Он, не выдержав, перебил ее на середине фразы:
— Мам, так я сейчас заеду!
— Да заезжай, Ромчик! Я тебе еще фотографии наши последние покажу, как мы с Витей на зимнюю рыбалку вдвоем ездили, смешные такие! — Она счастливо засмеялась, а он буркнул:
— Счас приеду. — И с силой нажал кнопку отбоя.

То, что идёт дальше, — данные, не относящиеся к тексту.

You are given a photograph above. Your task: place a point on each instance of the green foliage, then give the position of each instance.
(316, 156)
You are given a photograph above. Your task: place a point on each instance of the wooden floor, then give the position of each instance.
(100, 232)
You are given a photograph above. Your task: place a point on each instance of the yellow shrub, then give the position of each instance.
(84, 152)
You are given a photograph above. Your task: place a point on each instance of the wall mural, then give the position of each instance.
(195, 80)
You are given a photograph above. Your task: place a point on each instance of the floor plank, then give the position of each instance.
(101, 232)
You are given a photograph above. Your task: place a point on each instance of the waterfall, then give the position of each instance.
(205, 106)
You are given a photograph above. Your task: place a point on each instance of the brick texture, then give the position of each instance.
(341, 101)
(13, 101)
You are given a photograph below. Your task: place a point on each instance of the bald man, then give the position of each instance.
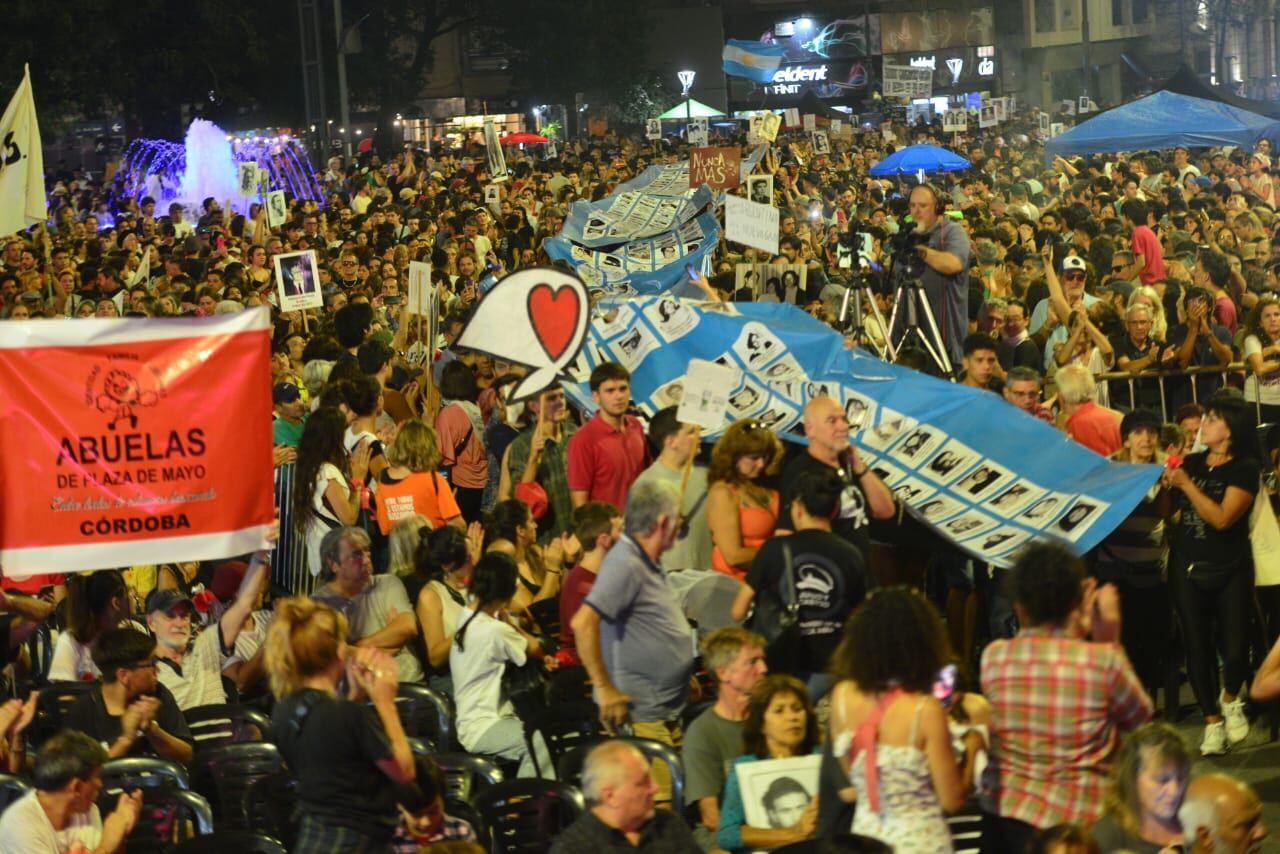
(620, 790)
(1221, 816)
(865, 494)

Фотографии! Только фотографий ему сейчас и не хватало. Но чтобы уговорить ее сказать все, как он придумал, наверное, придется смотреть и эти дурацкие фотографии, и есть вонючую, полкашом же засоленную рыбу. Он выглянул в окно. Машина спокойно стояла там, где он ее поставил, а прямо перед ней, в луже талой воды, распушившись и став похожим на огромную шишку, плескался голубь. Подъездная дверь хлопнула, он инстинктивно отпрянул, затем осторожно выглянул снова. Соседка, прямо в домашних шлепанцах на босу ногу и в накинутом на халат пальто, озабоченно направлялась куда-то — очевидно, в хлебный ларек на углу их дома. Голубь, похожий на шишку, не спеша вышел из лужи и замер на краю тротуара — сушиться на солнышке. Роман почувствовал, как паника, не дававшая ему продохнуть с того самого момента, как он увидел выбегающего из арки Муху, потихоньку стала отпускать его.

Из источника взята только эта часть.